Forex Traders who use technical analysis as part of their trading method are already aware of the importance of technical indicators in the entire trading process. With a multitude of complicated and multipurpose indicators available, traders can get confused when choosing a set for their trading purposes.

**Naturally, a common question encountered is: What are the best forex indicators that work? **

The answer is complicated as it greatly depends on the trader’s nature, preferences and experience on the usage of different indicators. While there are no definitive “best”, there are certainly some indicators that have been found to have a demonstrable edge over others when used in forex market.
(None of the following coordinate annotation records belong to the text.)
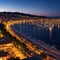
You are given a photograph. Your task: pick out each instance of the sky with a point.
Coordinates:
(35, 7)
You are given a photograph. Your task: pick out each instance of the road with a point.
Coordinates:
(54, 53)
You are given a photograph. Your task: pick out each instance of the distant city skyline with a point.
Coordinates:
(35, 7)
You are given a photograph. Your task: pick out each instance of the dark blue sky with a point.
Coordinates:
(37, 7)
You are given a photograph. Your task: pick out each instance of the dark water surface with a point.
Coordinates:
(50, 35)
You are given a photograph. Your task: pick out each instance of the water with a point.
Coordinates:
(50, 35)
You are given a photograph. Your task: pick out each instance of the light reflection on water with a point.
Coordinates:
(49, 35)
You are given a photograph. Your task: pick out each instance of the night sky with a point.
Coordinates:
(36, 7)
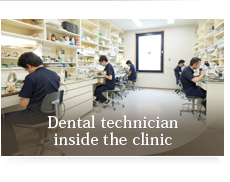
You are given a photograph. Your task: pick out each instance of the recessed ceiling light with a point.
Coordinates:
(170, 21)
(137, 22)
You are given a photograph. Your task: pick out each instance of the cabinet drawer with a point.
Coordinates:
(203, 85)
(86, 107)
(77, 100)
(72, 93)
(72, 114)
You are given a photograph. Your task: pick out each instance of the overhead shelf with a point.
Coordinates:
(48, 43)
(88, 42)
(20, 24)
(104, 38)
(88, 23)
(61, 31)
(86, 32)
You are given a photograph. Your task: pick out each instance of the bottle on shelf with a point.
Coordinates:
(53, 38)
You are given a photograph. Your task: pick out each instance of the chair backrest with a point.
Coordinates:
(47, 106)
(176, 75)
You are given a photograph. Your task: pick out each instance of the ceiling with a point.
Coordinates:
(128, 24)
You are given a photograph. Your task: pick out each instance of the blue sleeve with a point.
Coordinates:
(110, 71)
(188, 75)
(27, 89)
(131, 69)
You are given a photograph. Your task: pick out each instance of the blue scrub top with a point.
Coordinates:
(37, 85)
(186, 77)
(132, 76)
(178, 69)
(110, 71)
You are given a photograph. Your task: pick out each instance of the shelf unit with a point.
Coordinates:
(16, 28)
(208, 38)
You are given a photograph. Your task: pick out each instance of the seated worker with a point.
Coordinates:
(132, 71)
(37, 84)
(189, 81)
(110, 81)
(179, 66)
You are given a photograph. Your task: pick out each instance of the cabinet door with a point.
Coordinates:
(86, 107)
(72, 114)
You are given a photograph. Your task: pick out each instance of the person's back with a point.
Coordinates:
(185, 79)
(37, 85)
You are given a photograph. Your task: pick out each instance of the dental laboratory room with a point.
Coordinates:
(112, 87)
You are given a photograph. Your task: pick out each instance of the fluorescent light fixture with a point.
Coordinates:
(170, 21)
(137, 22)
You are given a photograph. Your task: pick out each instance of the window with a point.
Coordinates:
(149, 52)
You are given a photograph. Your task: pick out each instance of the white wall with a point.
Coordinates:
(178, 44)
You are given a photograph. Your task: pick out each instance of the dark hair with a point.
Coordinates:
(194, 60)
(102, 58)
(181, 61)
(29, 58)
(128, 62)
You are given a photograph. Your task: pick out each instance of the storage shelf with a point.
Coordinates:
(86, 55)
(56, 63)
(61, 31)
(114, 35)
(19, 35)
(103, 38)
(211, 35)
(86, 32)
(107, 47)
(88, 23)
(48, 43)
(20, 24)
(220, 34)
(18, 48)
(219, 25)
(16, 68)
(9, 58)
(88, 42)
(59, 67)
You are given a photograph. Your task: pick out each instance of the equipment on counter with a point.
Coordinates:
(70, 27)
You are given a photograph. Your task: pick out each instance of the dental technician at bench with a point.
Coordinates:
(189, 81)
(110, 81)
(132, 71)
(37, 84)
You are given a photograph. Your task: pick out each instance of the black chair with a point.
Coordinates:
(51, 103)
(133, 83)
(177, 75)
(112, 94)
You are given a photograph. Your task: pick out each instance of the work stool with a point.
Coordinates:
(120, 85)
(192, 107)
(112, 96)
(50, 104)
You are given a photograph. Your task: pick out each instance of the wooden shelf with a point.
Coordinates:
(19, 24)
(211, 35)
(86, 32)
(19, 35)
(56, 63)
(48, 43)
(221, 34)
(88, 23)
(103, 38)
(61, 31)
(17, 48)
(107, 47)
(9, 58)
(114, 35)
(15, 68)
(88, 42)
(219, 25)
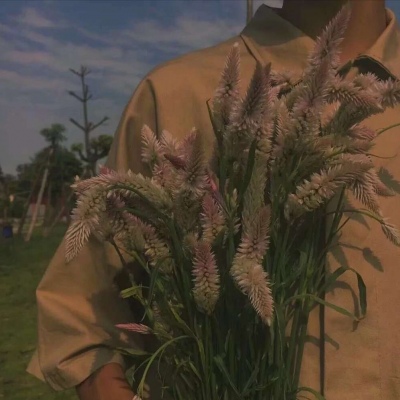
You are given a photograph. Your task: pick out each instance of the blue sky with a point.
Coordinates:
(119, 40)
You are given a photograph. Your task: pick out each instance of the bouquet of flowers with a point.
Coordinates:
(235, 247)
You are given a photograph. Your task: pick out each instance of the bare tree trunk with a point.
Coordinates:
(60, 214)
(39, 200)
(249, 10)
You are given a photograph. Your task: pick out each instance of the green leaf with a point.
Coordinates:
(217, 131)
(317, 395)
(134, 291)
(133, 352)
(323, 302)
(362, 289)
(221, 366)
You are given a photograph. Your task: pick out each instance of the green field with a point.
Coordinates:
(21, 267)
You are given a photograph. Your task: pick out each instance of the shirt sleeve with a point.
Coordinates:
(78, 303)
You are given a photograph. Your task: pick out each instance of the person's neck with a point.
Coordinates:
(367, 22)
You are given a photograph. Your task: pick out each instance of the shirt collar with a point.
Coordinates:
(270, 38)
This article aims to highlight three of them.

### 1. Average True Range Indicator:

The Average True Range indicator or ATR is a technical indicator used to calculate the average range price of price candles, over any given period of time. Developed by famous market technical J. Welles Wilder Jr, the indicator is now used by many traders to optimize stop losses and target placements. The main purpose of the ATR indicator is to measure market volatility levels. Traders can learn to interpret the ATR to objectively determine the market volatility in a practical way, allowing them to adapt their trading strategies across multiple market conditions efficiently. The value of the ATR depends on the maximum result among the following three calculations: the current high subtracted by the current low; the absolute value of the current low subtracted by the previous close; and the absolute value of the current high subtracted by the previous close. The highest result among the three calculations is considered as the ATR for the given candle.

### 2. Relative Strength Index:

The Relative Strength Index or RSI as it’s commonly known as an oscillator indicator that emits values between a range of 0 and 100. Originally designed for stock trading, the RSI is now used for determining price momentum objectively.
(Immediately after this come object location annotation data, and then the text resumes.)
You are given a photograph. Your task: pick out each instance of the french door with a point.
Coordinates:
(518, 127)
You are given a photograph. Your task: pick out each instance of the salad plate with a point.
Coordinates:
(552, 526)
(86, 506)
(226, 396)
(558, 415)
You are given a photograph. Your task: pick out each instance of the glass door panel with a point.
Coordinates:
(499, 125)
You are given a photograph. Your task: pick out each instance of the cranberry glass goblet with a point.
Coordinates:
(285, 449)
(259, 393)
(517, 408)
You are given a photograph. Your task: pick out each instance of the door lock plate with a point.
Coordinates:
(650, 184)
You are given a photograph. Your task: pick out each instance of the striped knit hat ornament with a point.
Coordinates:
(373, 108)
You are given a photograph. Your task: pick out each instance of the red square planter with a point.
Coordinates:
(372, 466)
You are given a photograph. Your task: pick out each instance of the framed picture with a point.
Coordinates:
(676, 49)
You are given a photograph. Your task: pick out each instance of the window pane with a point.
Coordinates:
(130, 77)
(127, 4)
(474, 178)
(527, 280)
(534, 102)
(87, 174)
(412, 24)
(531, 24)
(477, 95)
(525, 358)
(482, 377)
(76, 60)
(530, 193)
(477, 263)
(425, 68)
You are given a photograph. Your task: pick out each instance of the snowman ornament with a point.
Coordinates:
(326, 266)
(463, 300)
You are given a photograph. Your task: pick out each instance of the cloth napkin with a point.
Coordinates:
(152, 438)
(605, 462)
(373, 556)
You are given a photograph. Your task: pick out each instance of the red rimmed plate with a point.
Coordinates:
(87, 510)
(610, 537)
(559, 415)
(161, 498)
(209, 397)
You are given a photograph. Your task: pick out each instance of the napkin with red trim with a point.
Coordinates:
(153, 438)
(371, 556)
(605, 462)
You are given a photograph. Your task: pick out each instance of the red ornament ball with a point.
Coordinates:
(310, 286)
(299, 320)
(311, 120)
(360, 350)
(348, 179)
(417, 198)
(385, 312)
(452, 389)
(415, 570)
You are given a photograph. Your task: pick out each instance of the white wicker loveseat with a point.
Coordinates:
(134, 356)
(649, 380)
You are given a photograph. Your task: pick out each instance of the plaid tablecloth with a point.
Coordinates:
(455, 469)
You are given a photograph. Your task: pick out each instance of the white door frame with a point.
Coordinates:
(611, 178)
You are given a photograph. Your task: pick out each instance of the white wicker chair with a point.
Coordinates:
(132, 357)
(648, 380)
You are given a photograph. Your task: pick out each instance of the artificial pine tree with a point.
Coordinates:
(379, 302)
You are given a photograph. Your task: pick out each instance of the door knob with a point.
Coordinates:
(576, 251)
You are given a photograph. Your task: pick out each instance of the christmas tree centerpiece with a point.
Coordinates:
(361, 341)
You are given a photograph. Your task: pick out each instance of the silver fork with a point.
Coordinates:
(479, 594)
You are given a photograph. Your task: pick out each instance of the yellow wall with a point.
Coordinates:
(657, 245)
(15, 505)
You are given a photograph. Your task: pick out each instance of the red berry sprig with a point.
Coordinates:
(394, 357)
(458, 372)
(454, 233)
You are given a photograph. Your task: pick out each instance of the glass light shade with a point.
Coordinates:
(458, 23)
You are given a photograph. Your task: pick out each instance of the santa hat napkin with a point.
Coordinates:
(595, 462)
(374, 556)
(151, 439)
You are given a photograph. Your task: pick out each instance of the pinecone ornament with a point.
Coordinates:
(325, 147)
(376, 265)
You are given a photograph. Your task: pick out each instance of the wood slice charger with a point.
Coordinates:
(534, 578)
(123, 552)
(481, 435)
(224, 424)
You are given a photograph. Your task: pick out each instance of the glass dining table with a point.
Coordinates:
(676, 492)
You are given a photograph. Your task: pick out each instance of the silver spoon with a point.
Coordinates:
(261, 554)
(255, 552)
Typically a high RSI indicates that many of the recent candles are bullish, just as a low RSI means that the recent candles are bearish. It is used a little differently in forex trading. The most effective way to use RSI is to spot momentum divergences in the forex market, especially on intraday trading timeframes. It is to be noted that the RSI is not a magical indicator but rather is used as a kind of filter. It is typically used to pick tops and bottoms, a difficult method for novice traders to follow.

The RSI is used to give the trade an objective indication of the magnitude of the current price momentum. As an oscillator indicator, it only expresses value between 0 and 100, with 100 and 0 representing extreme bearishness and bullishness respectively. Getting a reading of exactly 0 or 100 is extremely rare, which would mean that the recent price action has no hint of weakness and is entirely either bearish or bullish. The RSI value can be calculated as follows: RSI = 100-100/(1+RS), where RS equals to the average gain of the number of bars up divided by the average loss of the number of bars down.
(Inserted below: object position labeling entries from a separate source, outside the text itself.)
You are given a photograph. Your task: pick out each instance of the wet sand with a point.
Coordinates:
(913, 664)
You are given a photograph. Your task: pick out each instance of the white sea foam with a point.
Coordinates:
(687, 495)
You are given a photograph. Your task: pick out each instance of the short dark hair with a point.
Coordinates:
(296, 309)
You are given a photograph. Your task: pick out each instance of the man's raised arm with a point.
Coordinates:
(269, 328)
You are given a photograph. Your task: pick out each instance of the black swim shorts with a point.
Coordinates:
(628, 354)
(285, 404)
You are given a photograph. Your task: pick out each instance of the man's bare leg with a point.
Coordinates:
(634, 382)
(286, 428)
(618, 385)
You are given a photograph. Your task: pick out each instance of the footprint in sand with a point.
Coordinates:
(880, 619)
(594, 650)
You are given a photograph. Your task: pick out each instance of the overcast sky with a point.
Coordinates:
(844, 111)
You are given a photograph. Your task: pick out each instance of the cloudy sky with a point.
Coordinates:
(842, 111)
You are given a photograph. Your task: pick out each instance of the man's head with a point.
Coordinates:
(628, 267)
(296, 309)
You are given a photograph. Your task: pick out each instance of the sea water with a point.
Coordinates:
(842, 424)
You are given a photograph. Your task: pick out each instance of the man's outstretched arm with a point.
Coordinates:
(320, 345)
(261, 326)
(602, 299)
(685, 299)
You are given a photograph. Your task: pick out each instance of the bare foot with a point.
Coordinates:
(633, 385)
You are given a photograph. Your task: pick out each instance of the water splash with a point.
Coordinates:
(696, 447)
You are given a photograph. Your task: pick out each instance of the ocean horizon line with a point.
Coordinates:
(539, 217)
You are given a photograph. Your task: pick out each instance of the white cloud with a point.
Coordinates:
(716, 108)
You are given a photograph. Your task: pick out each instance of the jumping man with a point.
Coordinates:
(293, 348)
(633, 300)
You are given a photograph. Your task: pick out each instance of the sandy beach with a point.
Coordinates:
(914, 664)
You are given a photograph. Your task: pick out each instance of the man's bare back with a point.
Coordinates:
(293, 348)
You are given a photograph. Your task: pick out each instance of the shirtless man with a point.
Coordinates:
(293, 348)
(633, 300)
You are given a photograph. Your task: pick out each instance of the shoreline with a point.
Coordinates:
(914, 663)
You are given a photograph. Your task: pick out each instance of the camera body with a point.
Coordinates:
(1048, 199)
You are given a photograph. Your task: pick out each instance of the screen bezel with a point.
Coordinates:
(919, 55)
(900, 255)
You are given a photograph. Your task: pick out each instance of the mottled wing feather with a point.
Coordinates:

### 3. Exponential Moving Average:

The exponential moving average or EMA is an indicator which falls under the category of moving averages alongside simple moving, smoothed moving, linear weighted and others. It works similar to the ATR indicator as it attempts to adapt to the market volatility. Traders choose the EMA over other moving averages because it gives priority to recent price action over old ones.

The EMA is commonly combined with price action principles, along with trends, structure and candlelight analysis to create objective trend- continuation strategy rules. Ti can thus be used to objectively define the trend. For instance, if the price level is above the EMA, the trader might look for longs and consequently look for shorts if the price falls below the EMA. The EMA can also act as either a dynamic resistance or support zone, which can be used to placing stop losses. The main edge that the EMA seems to have over other indicators is that it attaches even more weight to the most recent price data in an exponential fashion rather than in a linear fashion.

There are three steps involved in the EMA calculation. To calculate a 5 Period EMA, we first have to calculate the simple moving average. Next we calculate the multiplier, which in this case, is 2÷ (Number of periods, in this case 5) +1 = 2÷5+1=33.33%. This is followed by calculating the EMA= {Close – EMA (previous day)}* multiplier + EMA of the previous day.

The above three are just a few examples of some of the most used simple indicators used by many forex traders. As with almost all indicators, a large part of the trader’s success depends on how well they grasp the concept of a particular indicator and how they apply it. This requires a definite level of skill, experience, and technical know-how.